Strange to say, evening weddings are de rigueur in the upper circles of the place where I now live—the only place thus distinguished, so far as I know. Soon after we came here a particularly "swell" wedding took place—that may have set the fashion—the hour of which was fixed at 8 P.M. The bridal robe, with its court train, had been sent from London, the gift of a wealthy sister; it was a wonderful white brocade shot with silver threads, and certainly shimmered in the gaslight as it could not have done by day. The gorgeous costumes of the guests also "lit up" with great effectiveness, as did the elaborate decorations of the church. It was really a dramatic spectacle.

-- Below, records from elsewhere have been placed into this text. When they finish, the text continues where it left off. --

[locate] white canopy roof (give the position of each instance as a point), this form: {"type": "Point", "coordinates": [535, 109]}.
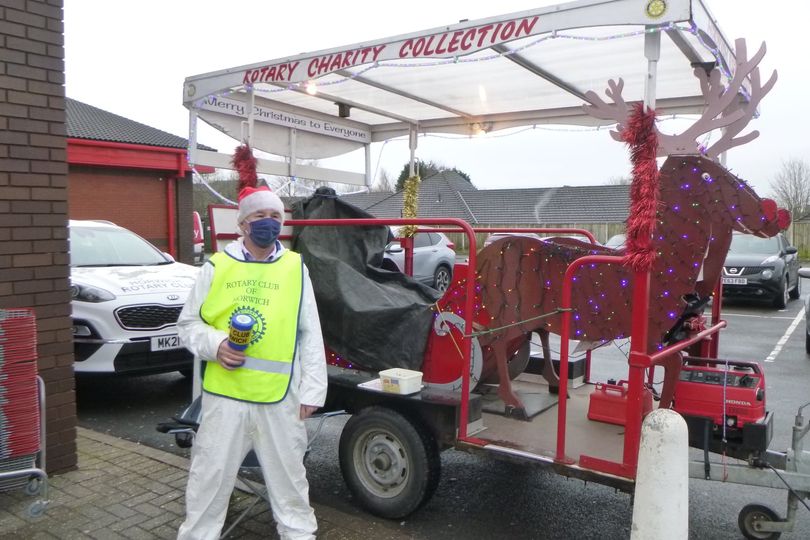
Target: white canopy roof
{"type": "Point", "coordinates": [528, 68]}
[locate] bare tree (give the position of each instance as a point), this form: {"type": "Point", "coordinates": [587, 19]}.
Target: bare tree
{"type": "Point", "coordinates": [791, 186]}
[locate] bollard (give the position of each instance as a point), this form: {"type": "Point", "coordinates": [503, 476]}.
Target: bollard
{"type": "Point", "coordinates": [661, 501]}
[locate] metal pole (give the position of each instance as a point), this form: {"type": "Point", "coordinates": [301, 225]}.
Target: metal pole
{"type": "Point", "coordinates": [412, 141]}
{"type": "Point", "coordinates": [652, 50]}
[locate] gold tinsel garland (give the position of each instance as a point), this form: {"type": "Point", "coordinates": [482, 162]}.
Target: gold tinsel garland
{"type": "Point", "coordinates": [410, 204]}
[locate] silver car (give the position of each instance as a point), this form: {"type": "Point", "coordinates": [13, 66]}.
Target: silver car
{"type": "Point", "coordinates": [433, 258]}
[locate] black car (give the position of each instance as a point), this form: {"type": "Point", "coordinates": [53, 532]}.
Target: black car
{"type": "Point", "coordinates": [764, 268]}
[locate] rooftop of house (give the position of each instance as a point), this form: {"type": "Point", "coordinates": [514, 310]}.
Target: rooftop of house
{"type": "Point", "coordinates": [448, 194]}
{"type": "Point", "coordinates": [84, 121]}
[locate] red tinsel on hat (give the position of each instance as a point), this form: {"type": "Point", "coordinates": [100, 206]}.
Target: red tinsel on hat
{"type": "Point", "coordinates": [642, 138]}
{"type": "Point", "coordinates": [245, 165]}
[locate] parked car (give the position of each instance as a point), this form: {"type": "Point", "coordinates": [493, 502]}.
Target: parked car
{"type": "Point", "coordinates": [766, 268]}
{"type": "Point", "coordinates": [433, 258]}
{"type": "Point", "coordinates": [126, 296]}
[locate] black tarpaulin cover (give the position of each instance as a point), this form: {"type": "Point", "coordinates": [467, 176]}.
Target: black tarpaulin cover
{"type": "Point", "coordinates": [374, 318]}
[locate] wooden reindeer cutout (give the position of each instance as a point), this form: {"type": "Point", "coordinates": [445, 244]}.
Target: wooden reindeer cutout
{"type": "Point", "coordinates": [693, 205]}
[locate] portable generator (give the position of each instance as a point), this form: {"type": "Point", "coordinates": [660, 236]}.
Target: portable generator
{"type": "Point", "coordinates": [723, 402]}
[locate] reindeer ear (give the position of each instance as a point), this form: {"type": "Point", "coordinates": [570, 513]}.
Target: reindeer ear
{"type": "Point", "coordinates": [783, 219]}
{"type": "Point", "coordinates": [768, 207]}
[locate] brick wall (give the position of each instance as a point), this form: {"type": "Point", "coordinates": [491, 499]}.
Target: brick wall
{"type": "Point", "coordinates": [33, 202]}
{"type": "Point", "coordinates": [133, 199]}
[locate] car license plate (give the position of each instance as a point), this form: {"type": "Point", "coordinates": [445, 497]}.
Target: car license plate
{"type": "Point", "coordinates": [165, 343]}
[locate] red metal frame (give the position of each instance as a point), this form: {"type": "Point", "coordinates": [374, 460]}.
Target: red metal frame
{"type": "Point", "coordinates": [639, 360]}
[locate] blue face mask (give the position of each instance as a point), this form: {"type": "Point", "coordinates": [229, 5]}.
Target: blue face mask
{"type": "Point", "coordinates": [264, 231]}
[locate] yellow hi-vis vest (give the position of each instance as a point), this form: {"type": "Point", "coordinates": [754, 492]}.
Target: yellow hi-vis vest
{"type": "Point", "coordinates": [270, 292]}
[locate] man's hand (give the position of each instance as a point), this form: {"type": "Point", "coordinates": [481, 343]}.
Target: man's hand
{"type": "Point", "coordinates": [228, 357]}
{"type": "Point", "coordinates": [307, 411]}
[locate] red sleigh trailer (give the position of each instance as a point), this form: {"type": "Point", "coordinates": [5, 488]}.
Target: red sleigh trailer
{"type": "Point", "coordinates": [484, 392]}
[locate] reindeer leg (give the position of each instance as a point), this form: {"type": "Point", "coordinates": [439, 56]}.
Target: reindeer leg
{"type": "Point", "coordinates": [512, 405]}
{"type": "Point", "coordinates": [672, 370]}
{"type": "Point", "coordinates": [548, 366]}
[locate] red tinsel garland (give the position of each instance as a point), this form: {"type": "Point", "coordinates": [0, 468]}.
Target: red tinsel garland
{"type": "Point", "coordinates": [245, 165]}
{"type": "Point", "coordinates": [641, 137]}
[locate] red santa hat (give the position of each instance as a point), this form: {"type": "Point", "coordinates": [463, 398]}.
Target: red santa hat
{"type": "Point", "coordinates": [254, 199]}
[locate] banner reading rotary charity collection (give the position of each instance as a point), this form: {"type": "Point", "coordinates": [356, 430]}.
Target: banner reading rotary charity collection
{"type": "Point", "coordinates": [443, 45]}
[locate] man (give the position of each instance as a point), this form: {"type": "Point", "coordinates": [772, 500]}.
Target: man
{"type": "Point", "coordinates": [257, 398]}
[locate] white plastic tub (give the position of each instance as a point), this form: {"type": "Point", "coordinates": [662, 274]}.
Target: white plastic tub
{"type": "Point", "coordinates": [401, 381]}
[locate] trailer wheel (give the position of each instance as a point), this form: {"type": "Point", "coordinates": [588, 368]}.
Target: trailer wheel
{"type": "Point", "coordinates": [751, 516]}
{"type": "Point", "coordinates": [390, 463]}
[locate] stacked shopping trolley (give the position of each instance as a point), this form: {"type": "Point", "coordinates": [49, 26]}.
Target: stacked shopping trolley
{"type": "Point", "coordinates": [21, 408]}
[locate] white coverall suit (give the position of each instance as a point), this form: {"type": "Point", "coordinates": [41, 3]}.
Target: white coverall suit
{"type": "Point", "coordinates": [229, 428]}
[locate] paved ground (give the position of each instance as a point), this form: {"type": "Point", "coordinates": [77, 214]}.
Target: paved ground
{"type": "Point", "coordinates": [130, 491]}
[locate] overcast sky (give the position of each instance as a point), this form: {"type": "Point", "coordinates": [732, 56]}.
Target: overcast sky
{"type": "Point", "coordinates": [131, 58]}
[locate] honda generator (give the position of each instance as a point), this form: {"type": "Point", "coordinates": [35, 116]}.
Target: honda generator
{"type": "Point", "coordinates": [723, 403]}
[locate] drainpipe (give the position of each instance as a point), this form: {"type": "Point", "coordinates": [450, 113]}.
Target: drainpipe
{"type": "Point", "coordinates": [171, 215]}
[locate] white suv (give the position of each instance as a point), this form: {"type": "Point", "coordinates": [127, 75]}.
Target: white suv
{"type": "Point", "coordinates": [126, 297]}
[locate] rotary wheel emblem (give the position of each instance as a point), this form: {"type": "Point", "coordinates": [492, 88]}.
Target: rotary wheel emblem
{"type": "Point", "coordinates": [656, 8]}
{"type": "Point", "coordinates": [259, 328]}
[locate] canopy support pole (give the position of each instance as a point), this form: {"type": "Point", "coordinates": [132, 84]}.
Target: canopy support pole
{"type": "Point", "coordinates": [369, 179]}
{"type": "Point", "coordinates": [652, 50]}
{"type": "Point", "coordinates": [192, 135]}
{"type": "Point", "coordinates": [412, 141]}
{"type": "Point", "coordinates": [293, 160]}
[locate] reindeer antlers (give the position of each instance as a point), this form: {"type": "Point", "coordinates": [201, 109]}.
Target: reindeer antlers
{"type": "Point", "coordinates": [618, 111]}
{"type": "Point", "coordinates": [724, 108]}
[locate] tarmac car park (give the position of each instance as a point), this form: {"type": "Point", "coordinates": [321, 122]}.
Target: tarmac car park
{"type": "Point", "coordinates": [126, 296]}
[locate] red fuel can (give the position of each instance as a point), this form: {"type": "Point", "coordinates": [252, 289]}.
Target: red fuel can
{"type": "Point", "coordinates": [608, 403]}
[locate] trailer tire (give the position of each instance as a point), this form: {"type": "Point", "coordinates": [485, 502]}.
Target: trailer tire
{"type": "Point", "coordinates": [752, 514]}
{"type": "Point", "coordinates": [389, 462]}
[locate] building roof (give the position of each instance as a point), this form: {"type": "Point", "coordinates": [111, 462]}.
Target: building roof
{"type": "Point", "coordinates": [447, 194]}
{"type": "Point", "coordinates": [87, 122]}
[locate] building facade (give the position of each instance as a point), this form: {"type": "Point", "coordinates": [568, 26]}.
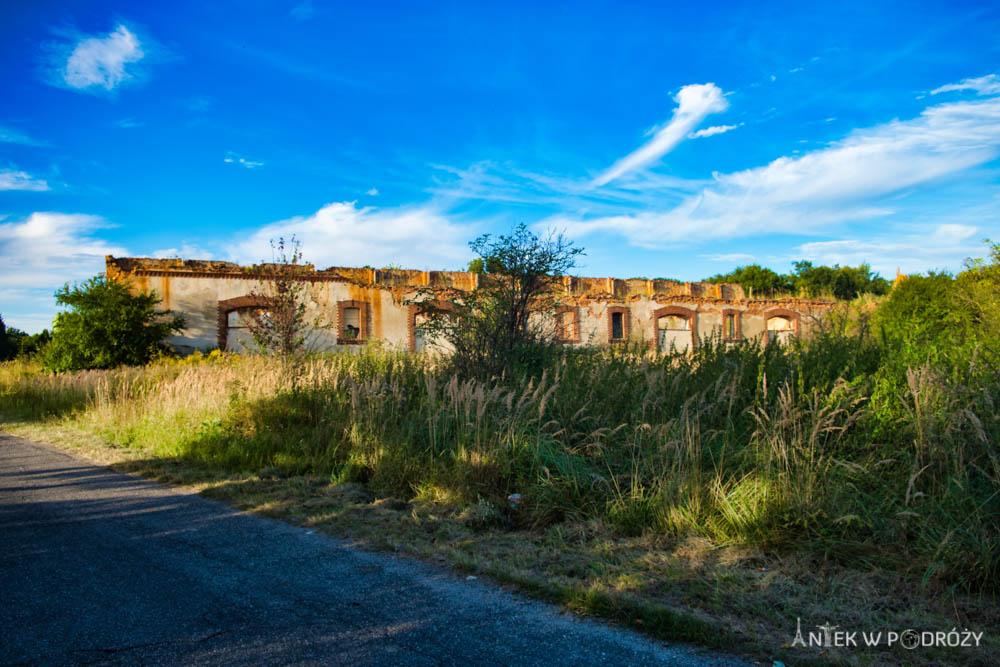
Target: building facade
{"type": "Point", "coordinates": [351, 306]}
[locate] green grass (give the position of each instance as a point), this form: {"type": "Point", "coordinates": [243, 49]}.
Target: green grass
{"type": "Point", "coordinates": [713, 497]}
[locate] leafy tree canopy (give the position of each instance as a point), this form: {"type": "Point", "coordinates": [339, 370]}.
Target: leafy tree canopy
{"type": "Point", "coordinates": [842, 282]}
{"type": "Point", "coordinates": [107, 325]}
{"type": "Point", "coordinates": [502, 323]}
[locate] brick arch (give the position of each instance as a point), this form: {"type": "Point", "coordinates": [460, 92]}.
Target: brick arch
{"type": "Point", "coordinates": [227, 306]}
{"type": "Point", "coordinates": [626, 322]}
{"type": "Point", "coordinates": [789, 315]}
{"type": "Point", "coordinates": [737, 322]}
{"type": "Point", "coordinates": [575, 312]}
{"type": "Point", "coordinates": [363, 332]}
{"type": "Point", "coordinates": [415, 309]}
{"type": "Point", "coordinates": [690, 314]}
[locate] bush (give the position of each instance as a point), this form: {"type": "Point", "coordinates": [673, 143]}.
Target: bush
{"type": "Point", "coordinates": [508, 320]}
{"type": "Point", "coordinates": [107, 325]}
{"type": "Point", "coordinates": [16, 343]}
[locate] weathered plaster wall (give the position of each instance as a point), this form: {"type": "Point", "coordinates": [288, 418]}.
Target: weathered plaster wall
{"type": "Point", "coordinates": [200, 290]}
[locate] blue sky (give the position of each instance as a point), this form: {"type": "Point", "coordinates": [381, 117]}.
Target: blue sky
{"type": "Point", "coordinates": [667, 140]}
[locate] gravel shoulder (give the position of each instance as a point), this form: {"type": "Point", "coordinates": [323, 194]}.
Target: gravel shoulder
{"type": "Point", "coordinates": [99, 566]}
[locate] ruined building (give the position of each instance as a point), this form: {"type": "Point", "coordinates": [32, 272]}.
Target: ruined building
{"type": "Point", "coordinates": [355, 305]}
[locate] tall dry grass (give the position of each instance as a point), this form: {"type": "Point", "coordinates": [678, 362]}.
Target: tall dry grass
{"type": "Point", "coordinates": [822, 447]}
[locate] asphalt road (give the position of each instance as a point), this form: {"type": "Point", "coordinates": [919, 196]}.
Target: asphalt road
{"type": "Point", "coordinates": [101, 567]}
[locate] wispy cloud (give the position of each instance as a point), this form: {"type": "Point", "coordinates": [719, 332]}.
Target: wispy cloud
{"type": "Point", "coordinates": [100, 62]}
{"type": "Point", "coordinates": [233, 158]}
{"type": "Point", "coordinates": [935, 246]}
{"type": "Point", "coordinates": [11, 136]}
{"type": "Point", "coordinates": [21, 180]}
{"type": "Point", "coordinates": [711, 131]}
{"type": "Point", "coordinates": [186, 251]}
{"type": "Point", "coordinates": [47, 249]}
{"type": "Point", "coordinates": [694, 102]}
{"type": "Point", "coordinates": [42, 252]}
{"type": "Point", "coordinates": [340, 233]}
{"type": "Point", "coordinates": [846, 181]}
{"type": "Point", "coordinates": [983, 85]}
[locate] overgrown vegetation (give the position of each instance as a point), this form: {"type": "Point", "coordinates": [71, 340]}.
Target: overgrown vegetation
{"type": "Point", "coordinates": [505, 321]}
{"type": "Point", "coordinates": [16, 343]}
{"type": "Point", "coordinates": [280, 326]}
{"type": "Point", "coordinates": [108, 324]}
{"type": "Point", "coordinates": [864, 460]}
{"type": "Point", "coordinates": [841, 282]}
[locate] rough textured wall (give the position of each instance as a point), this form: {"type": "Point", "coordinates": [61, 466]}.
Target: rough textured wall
{"type": "Point", "coordinates": [204, 292]}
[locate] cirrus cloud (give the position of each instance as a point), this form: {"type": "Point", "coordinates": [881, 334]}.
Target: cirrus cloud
{"type": "Point", "coordinates": [344, 234]}
{"type": "Point", "coordinates": [694, 102]}
{"type": "Point", "coordinates": [848, 180]}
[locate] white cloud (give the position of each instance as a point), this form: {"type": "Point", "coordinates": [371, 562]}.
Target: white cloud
{"type": "Point", "coordinates": [233, 158]}
{"type": "Point", "coordinates": [694, 102]}
{"type": "Point", "coordinates": [21, 180]}
{"type": "Point", "coordinates": [186, 251]}
{"type": "Point", "coordinates": [731, 258]}
{"type": "Point", "coordinates": [845, 181]}
{"type": "Point", "coordinates": [48, 249]}
{"type": "Point", "coordinates": [343, 234]}
{"type": "Point", "coordinates": [9, 136]}
{"type": "Point", "coordinates": [711, 131]}
{"type": "Point", "coordinates": [934, 247]}
{"type": "Point", "coordinates": [983, 85]}
{"type": "Point", "coordinates": [100, 61]}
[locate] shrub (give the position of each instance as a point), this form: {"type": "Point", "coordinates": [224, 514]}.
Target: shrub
{"type": "Point", "coordinates": [107, 325]}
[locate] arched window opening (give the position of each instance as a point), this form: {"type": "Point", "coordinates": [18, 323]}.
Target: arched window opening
{"type": "Point", "coordinates": [674, 333]}
{"type": "Point", "coordinates": [780, 329]}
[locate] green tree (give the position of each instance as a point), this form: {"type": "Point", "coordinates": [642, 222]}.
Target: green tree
{"type": "Point", "coordinates": [756, 278]}
{"type": "Point", "coordinates": [8, 342]}
{"type": "Point", "coordinates": [281, 327]}
{"type": "Point", "coordinates": [107, 325]}
{"type": "Point", "coordinates": [508, 319]}
{"type": "Point", "coordinates": [843, 282]}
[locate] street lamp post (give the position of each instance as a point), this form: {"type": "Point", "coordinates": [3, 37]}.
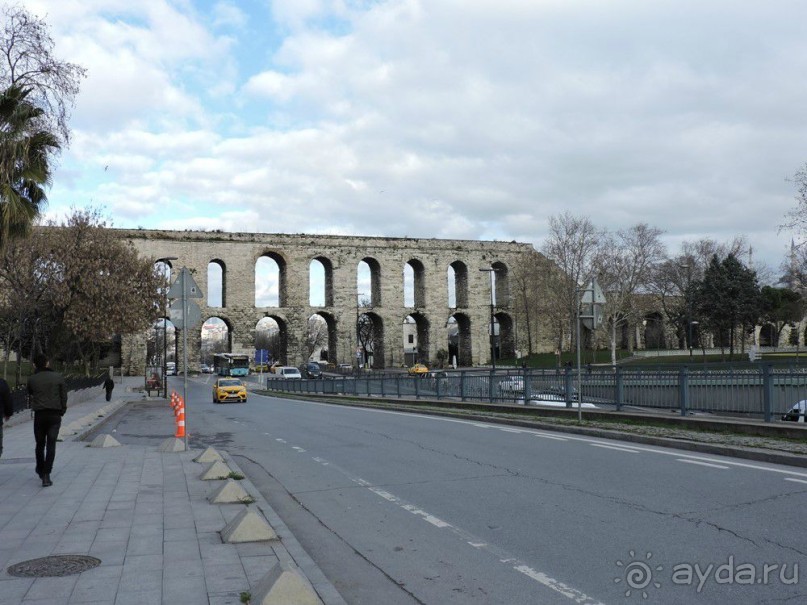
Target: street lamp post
{"type": "Point", "coordinates": [492, 270]}
{"type": "Point", "coordinates": [165, 328]}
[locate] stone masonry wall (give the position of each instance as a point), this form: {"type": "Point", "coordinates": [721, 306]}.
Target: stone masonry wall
{"type": "Point", "coordinates": [239, 252]}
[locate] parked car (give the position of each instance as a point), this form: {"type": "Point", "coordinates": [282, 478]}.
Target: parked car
{"type": "Point", "coordinates": [229, 389]}
{"type": "Point", "coordinates": [288, 372]}
{"type": "Point", "coordinates": [313, 370]}
{"type": "Point", "coordinates": [512, 385]}
{"type": "Point", "coordinates": [418, 370]}
{"type": "Point", "coordinates": [797, 412]}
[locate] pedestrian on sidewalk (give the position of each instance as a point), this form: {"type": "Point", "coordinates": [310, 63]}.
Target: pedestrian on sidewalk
{"type": "Point", "coordinates": [8, 408]}
{"type": "Point", "coordinates": [109, 384]}
{"type": "Point", "coordinates": [47, 397]}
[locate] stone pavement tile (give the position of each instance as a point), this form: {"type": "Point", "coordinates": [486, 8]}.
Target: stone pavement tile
{"type": "Point", "coordinates": [12, 590]}
{"type": "Point", "coordinates": [227, 598]}
{"type": "Point", "coordinates": [225, 578]}
{"type": "Point", "coordinates": [257, 567]}
{"type": "Point", "coordinates": [110, 554]}
{"type": "Point", "coordinates": [99, 584]}
{"type": "Point", "coordinates": [145, 545]}
{"type": "Point", "coordinates": [179, 534]}
{"type": "Point", "coordinates": [145, 562]}
{"type": "Point", "coordinates": [139, 579]}
{"type": "Point", "coordinates": [147, 597]}
{"type": "Point", "coordinates": [52, 588]}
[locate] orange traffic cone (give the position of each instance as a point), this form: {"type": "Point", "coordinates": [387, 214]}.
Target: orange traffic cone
{"type": "Point", "coordinates": [181, 422]}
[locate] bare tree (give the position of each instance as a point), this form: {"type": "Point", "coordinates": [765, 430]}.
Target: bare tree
{"type": "Point", "coordinates": [573, 245]}
{"type": "Point", "coordinates": [27, 60]}
{"type": "Point", "coordinates": [625, 269]}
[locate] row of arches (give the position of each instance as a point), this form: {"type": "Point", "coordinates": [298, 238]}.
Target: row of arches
{"type": "Point", "coordinates": [271, 283]}
{"type": "Point", "coordinates": [321, 343]}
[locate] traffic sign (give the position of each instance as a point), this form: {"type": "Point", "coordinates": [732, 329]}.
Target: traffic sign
{"type": "Point", "coordinates": [184, 282]}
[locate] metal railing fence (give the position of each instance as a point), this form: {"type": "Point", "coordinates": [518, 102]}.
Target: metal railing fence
{"type": "Point", "coordinates": [762, 392]}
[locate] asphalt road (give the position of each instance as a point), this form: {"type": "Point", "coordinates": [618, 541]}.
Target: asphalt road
{"type": "Point", "coordinates": [403, 508]}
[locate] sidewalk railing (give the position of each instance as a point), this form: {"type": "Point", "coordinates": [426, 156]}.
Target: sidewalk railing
{"type": "Point", "coordinates": [762, 392]}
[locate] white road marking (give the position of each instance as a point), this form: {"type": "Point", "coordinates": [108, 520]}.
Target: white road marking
{"type": "Point", "coordinates": [545, 436]}
{"type": "Point", "coordinates": [614, 447]}
{"type": "Point", "coordinates": [698, 462]}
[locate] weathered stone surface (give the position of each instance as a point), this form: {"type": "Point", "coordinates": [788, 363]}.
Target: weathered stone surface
{"type": "Point", "coordinates": [248, 526]}
{"type": "Point", "coordinates": [237, 254]}
{"type": "Point", "coordinates": [282, 587]}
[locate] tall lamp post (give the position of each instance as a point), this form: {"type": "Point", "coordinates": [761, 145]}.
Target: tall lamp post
{"type": "Point", "coordinates": [164, 261]}
{"type": "Point", "coordinates": [492, 270]}
{"type": "Point", "coordinates": [688, 267]}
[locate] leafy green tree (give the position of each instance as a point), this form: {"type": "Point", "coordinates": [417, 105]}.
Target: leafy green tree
{"type": "Point", "coordinates": [28, 61]}
{"type": "Point", "coordinates": [727, 299]}
{"type": "Point", "coordinates": [25, 168]}
{"type": "Point", "coordinates": [780, 307]}
{"type": "Point", "coordinates": [95, 285]}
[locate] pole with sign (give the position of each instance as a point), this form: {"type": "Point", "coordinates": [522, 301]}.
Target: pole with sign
{"type": "Point", "coordinates": [185, 314]}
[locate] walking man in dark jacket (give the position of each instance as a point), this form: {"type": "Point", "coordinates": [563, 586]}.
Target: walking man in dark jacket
{"type": "Point", "coordinates": [47, 396]}
{"type": "Point", "coordinates": [7, 408]}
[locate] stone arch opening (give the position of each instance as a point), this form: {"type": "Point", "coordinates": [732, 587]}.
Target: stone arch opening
{"type": "Point", "coordinates": [216, 284]}
{"type": "Point", "coordinates": [271, 334]}
{"type": "Point", "coordinates": [321, 338]}
{"type": "Point", "coordinates": [368, 281]}
{"type": "Point", "coordinates": [320, 282]}
{"type": "Point", "coordinates": [460, 350]}
{"type": "Point", "coordinates": [370, 333]}
{"type": "Point", "coordinates": [501, 284]}
{"type": "Point", "coordinates": [270, 280]}
{"type": "Point", "coordinates": [414, 284]}
{"type": "Point", "coordinates": [457, 275]}
{"type": "Point", "coordinates": [416, 339]}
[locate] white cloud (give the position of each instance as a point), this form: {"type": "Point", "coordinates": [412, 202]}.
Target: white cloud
{"type": "Point", "coordinates": [436, 119]}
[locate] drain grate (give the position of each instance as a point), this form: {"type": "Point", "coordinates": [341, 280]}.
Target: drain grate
{"type": "Point", "coordinates": [53, 566]}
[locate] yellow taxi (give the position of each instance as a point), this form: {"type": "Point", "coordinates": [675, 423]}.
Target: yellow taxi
{"type": "Point", "coordinates": [229, 389]}
{"type": "Point", "coordinates": [418, 370]}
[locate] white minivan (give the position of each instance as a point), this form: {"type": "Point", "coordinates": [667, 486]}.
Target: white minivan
{"type": "Point", "coordinates": [289, 372]}
{"type": "Point", "coordinates": [797, 413]}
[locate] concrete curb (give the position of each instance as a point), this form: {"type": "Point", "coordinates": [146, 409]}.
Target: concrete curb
{"type": "Point", "coordinates": [745, 453]}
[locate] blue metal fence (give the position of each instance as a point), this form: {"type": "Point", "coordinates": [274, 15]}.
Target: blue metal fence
{"type": "Point", "coordinates": [765, 392]}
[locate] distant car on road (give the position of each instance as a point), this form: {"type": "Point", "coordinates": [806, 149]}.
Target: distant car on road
{"type": "Point", "coordinates": [797, 412]}
{"type": "Point", "coordinates": [229, 389]}
{"type": "Point", "coordinates": [288, 372]}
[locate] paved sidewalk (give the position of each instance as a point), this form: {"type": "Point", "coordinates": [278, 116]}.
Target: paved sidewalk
{"type": "Point", "coordinates": [145, 514]}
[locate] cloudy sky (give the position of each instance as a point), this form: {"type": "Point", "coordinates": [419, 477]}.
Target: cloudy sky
{"type": "Point", "coordinates": [474, 119]}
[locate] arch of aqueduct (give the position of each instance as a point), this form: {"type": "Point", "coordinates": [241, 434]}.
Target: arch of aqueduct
{"type": "Point", "coordinates": [238, 253]}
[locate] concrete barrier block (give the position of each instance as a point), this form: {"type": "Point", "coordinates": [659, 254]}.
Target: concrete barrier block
{"type": "Point", "coordinates": [105, 441]}
{"type": "Point", "coordinates": [217, 470]}
{"type": "Point", "coordinates": [248, 526]}
{"type": "Point", "coordinates": [281, 587]}
{"type": "Point", "coordinates": [230, 493]}
{"type": "Point", "coordinates": [209, 455]}
{"type": "Point", "coordinates": [172, 444]}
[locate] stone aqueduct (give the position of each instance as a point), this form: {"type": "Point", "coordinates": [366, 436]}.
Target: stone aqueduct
{"type": "Point", "coordinates": [430, 259]}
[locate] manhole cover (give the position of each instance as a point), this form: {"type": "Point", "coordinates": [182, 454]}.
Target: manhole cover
{"type": "Point", "coordinates": [54, 566]}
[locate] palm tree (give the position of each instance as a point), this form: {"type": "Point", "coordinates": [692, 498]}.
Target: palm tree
{"type": "Point", "coordinates": [26, 147]}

And the church was almost pulled to pieces by the crowd who went to see it.
And so now all the butchers and bakers and candlestick-makers have their weddings at night. Business is over, and they can revel thoroughly while they are about it. And outsiders, being also free to enjoy themselves, come in shoals to see the fun. Gates have to be locked and defended by brute force like barricades against besiegers, and the police are welcome when they deign to grace the scene. We hate this custom, which for several reasons is not nice to think of, but cannot alter it. Fashion is always irresistible when there is no law to the contrary, and canonical hours are ignored in this country. In the Bush, in the old days, persons got married at night only because they were ashamed to do so by day, or because they had no choice.
Another more purely social function of the Church had its Australian peculiarities, so marked at times as to obscure the lines of the original model, followed with such religious care. I allude to the time-honoured tea-meeting. I shall never forget how the first one that I attended on this side of the world astonished me.
It was while we were at W——, and the occasion was the laying of the foundation stone of a church at a mining township some twelve miles off. A large party of us, headed by our archdeacon, had a pleasant drive to the spot during the afternoon; on arrival our buggies were variously disposed of amongst the local residents, who, after the business ceremony, welcomed us to the hall or schoolroom where the festive tables were spread. I had seen the festive tables at home—bread and butter, substantial whitish cake, currant buns—and expected some approximation to that immemorial bill of fare, which to me was all one with the Rubrics.